Markowitz Camera

Markowitz Camera


an astronomical instrument for positional photographic observations of the moon—that is, determination of the coordinates of the center of its visible disk relative to stars. The Markowitz camera was invented by the American astronomer W. Markowitz in the 1950’s. It makes it possible to overcome the difficulties in lunar observations caused by the moon’s great brightness and rapid motion relative to the stars.

The Markowitz camera is equipped with an attachment (a Markowitz cartridge), which can be used in other telescopes. In the Markowitz cartridge, light from the moon passes through a dense filter in the form of a plane-parallel plate before striking the photographic emulsion. The filter is driven by a gear and rotates about an axis parallel to the plane of the photographic plate and perpendicular to the direction in which the moon moves among the stars. The small filter absorbs only the light of the moon, thus equalizing the exposure time for the moon and stars. As it rotates, the plane-parallel plate shifts the image of the moon and thereby compensates for the motion of the moon’s image relative to the stars. The results are clear images of the moon and the stars.

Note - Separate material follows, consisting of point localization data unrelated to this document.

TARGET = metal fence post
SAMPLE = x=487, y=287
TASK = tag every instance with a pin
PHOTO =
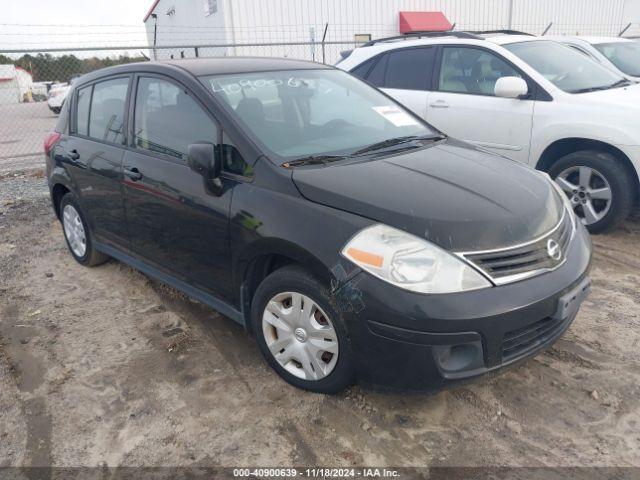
x=324, y=36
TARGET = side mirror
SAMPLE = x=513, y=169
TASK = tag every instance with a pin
x=202, y=159
x=510, y=87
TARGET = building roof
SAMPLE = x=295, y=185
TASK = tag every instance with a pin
x=423, y=22
x=153, y=7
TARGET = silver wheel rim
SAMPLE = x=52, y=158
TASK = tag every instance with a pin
x=300, y=336
x=74, y=230
x=589, y=192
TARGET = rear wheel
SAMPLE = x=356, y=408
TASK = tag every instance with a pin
x=598, y=186
x=77, y=234
x=300, y=333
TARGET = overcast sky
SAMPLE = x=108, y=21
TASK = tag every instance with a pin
x=62, y=23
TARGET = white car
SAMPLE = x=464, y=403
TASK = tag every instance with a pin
x=529, y=98
x=622, y=55
x=57, y=95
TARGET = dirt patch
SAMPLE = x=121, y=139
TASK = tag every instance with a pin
x=115, y=369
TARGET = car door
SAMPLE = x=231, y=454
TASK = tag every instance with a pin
x=464, y=106
x=94, y=151
x=405, y=74
x=177, y=222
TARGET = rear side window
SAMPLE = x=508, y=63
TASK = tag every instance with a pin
x=376, y=75
x=410, y=69
x=472, y=70
x=106, y=117
x=168, y=120
x=362, y=70
x=82, y=110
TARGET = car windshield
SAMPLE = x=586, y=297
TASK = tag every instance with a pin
x=566, y=68
x=316, y=113
x=624, y=55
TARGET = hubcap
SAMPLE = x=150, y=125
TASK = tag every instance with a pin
x=300, y=336
x=589, y=192
x=74, y=230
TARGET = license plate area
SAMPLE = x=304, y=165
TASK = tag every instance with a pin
x=569, y=303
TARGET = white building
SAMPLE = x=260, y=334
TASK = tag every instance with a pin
x=186, y=23
x=15, y=84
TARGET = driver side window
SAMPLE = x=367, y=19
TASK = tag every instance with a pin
x=472, y=70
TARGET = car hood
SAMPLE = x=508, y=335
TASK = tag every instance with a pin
x=452, y=194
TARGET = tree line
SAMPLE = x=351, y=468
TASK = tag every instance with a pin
x=47, y=67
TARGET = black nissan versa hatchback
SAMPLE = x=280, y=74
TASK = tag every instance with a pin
x=348, y=236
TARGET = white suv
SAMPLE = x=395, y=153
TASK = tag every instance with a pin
x=534, y=100
x=622, y=55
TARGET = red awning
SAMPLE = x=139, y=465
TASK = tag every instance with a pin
x=423, y=22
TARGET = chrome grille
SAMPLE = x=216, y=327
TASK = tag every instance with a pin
x=526, y=260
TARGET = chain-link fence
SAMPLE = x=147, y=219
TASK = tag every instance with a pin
x=34, y=81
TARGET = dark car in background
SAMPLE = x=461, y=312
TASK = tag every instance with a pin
x=348, y=236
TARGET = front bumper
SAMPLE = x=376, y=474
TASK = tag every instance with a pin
x=408, y=340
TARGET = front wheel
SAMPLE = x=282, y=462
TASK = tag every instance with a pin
x=300, y=333
x=598, y=186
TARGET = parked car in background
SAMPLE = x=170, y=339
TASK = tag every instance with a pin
x=529, y=98
x=323, y=216
x=57, y=95
x=621, y=55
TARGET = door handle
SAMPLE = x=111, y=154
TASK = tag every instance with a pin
x=133, y=173
x=439, y=104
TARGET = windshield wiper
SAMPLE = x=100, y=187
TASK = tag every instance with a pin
x=623, y=82
x=314, y=160
x=391, y=142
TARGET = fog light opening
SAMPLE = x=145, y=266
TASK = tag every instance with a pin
x=456, y=358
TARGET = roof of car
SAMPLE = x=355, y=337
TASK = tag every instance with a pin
x=597, y=40
x=208, y=66
x=223, y=65
x=506, y=39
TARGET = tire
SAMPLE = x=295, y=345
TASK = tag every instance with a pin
x=324, y=326
x=82, y=250
x=607, y=171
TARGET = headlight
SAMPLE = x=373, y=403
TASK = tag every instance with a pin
x=409, y=262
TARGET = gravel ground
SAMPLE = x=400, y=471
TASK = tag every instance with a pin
x=103, y=366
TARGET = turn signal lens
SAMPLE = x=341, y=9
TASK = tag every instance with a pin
x=410, y=262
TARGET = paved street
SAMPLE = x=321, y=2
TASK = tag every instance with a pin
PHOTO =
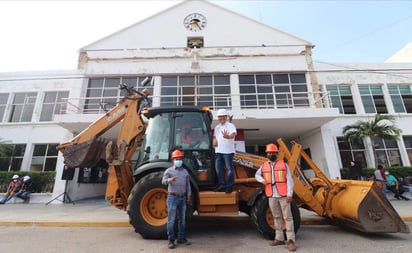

The Markowitz camera is not widely used, although the Markowitz cartridge is commonly used in conjunction with a cartridge constructed by the Soviet astronomer A. A. Mikhailov for photographing the moon and Venus. The accuracy of photographs obtained along the equatorial coordinates of the moon is characterized by a standard deviation of ±0.3-0.4”. Observations with a Markowitz camera are used for determining ephemeris time, improving the theory of the moon’s motion, refining the orientation of the fundamental coordinate system, and studying the figure of the earth.


Teleskopy. Edited by G. Kuiper and B. Middlehurst. Moscow, 1963. (Translated from English.)